Intervista a Franca Melfi, pioniera della chirurgia toracica

È alla guida del centro di chirurgia robotica dell'Ospedale di Cisanello, a Pisa, e da poco vicepresidente dell’Eacts (Associazione europea per la chirurgia cardiotoracica)

È noto che Pisa (e dintorni) sia uno dei poli internazionali della robotica, ma forse non tutti sanno che l’Ospedale di Cisanello ospita uno dei maggiori centri di riferimento a livello europeo per la chirurgia robotica. Un’eccellenza anche per la formazione: «Qui arrivano chirurghi dalla Germania, dall’Inghilterra, dalla Francia, ma anche dai Paesi asiatici, come gli Emirati, per imparare come si opera con questi macchinari molto sofisticati» racconta Franca Melfi.

È lei, calabrese di nascita ma pisana d’adozione, da poco anche , a dirigere il centro, oltre a insegnare ai futuri medici che studiano all’università come si affronta la chirurgia con l’ausilio dei robot. Che fanno quasi dei miracoli, ma a guidarli c’è sempre e soltanto l’intelligenza umana: «Serve una grande precisione, dote particolarmente femminile, non me ne vogliano i miei colleghi uomini» spiega, sorridendo.

È stato finalmente superato il pregiudizio che vuole le donne dottoresse, ma gli uomini chirurghi, perché per gli interventi serve forza fisica?

Non sono d’accordo con chi dice che in chirurgia serve la forza, piuttosto sono indispensabili meticolosità e competenza. Comunque, prima di usare i robot, è necessario conoscere la chirurgia tradizionale.

Come si è appassionata alla chirurgia robotica?

Mi sono avvicinata durante il mio percorso di studi in medicina: in particolare mi interessava la chirurgia toracica, che ai tempi era pratica relativamente recente, perché i tumori al polmone erano considerati inoperabili e quindi non si interveniva. Era un settore innovativo e questo mi affascinava. La chirurgia robotica nasce alla Nasa per operare a distanza, poi viene usata per il cuore. Nel 2001 scelgo di applicarla per asportare un tumore al polmone di un paziente toscano, che ancora sta bene, e fummo i primi al mondo.

Ora dirige questo centro, che sembra davvero un distaccamento della Nasa: modernissimo e super efficiente, oltre che accogliente…

Fu voluto dalla Regione Toscana ed è una struttura di cui vado orgogliosa. Pisa è stata un trampolino di lancio per molti chirurghi, che oggi possono afferire a questa struttura per tutti i tipi di interventi chirurgici, addominali, toracici, otorino-tiroidei e, ultimi in ordine di tempo, al seno: qui siamo ancora in fase embrionale, ma ci sono molte prospettive positive. Con i robot si possono fare interventi assai complessi, con una tecnica mininvasiva grazie a una precisione estrema, perché il sistema consente di ingrandire di dieci volte le parti interessate e di ricostruirle tridimensionalmente. Oggi si parla molto di intelligenza artificiale, questo è un esempio.

Perché Pisa ha sviluppato questa particolare vocazione per i robot?

Alcuni hanno definito questa città una sorta di Oxford all’italiana, e in effetti oltre all’università ci sono il Sant’Anna, il Cnr, la Scuola Normale, cioè una piattaforma di integrazione fra conoscenze di tipo diverso che rappresentano una grande ricchezza per Pisa, ma credo anche per la Toscana e per l’Italia.

In quanto donna ha mai trovato delle difficoltà nella sua carriera?
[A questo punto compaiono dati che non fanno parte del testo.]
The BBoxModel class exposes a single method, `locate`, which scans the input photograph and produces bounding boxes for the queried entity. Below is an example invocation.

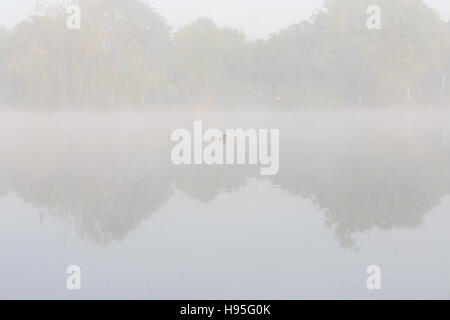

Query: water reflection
[0,110,450,248]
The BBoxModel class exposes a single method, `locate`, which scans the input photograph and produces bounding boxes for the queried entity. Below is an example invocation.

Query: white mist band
[171,121,280,176]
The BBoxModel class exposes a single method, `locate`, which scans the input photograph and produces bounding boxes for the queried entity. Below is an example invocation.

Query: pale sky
[0,0,450,39]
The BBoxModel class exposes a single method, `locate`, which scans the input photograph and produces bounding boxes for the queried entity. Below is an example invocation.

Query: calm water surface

Qualche anno fa, durante una conferenza stampa, l’allora direttore dell’Ansa mi fece questa domanda: risposi che non mi ero mai accorta delle differenze con gli uomini, che ho sempre visto solo come dei chirurghi e quindi dei colleghi. Oggi, però, guardandomi alle spalle, forse il mio percorso un pochino più in salita rispetto al loro lo è stato. Ad esempio, non ho cercato la maternità in maniera spasmodica, forse perché sapevo che in qualche modo il mio percorso sarebbe stato assai rallentato. Oggi sono molto felice di avere una squadra prevalentemente al femminile e di dare alle mie ragazze tutte le opportunità che meritano di avere, sia nella carriera sia nella famiglia, attraverso la maternità.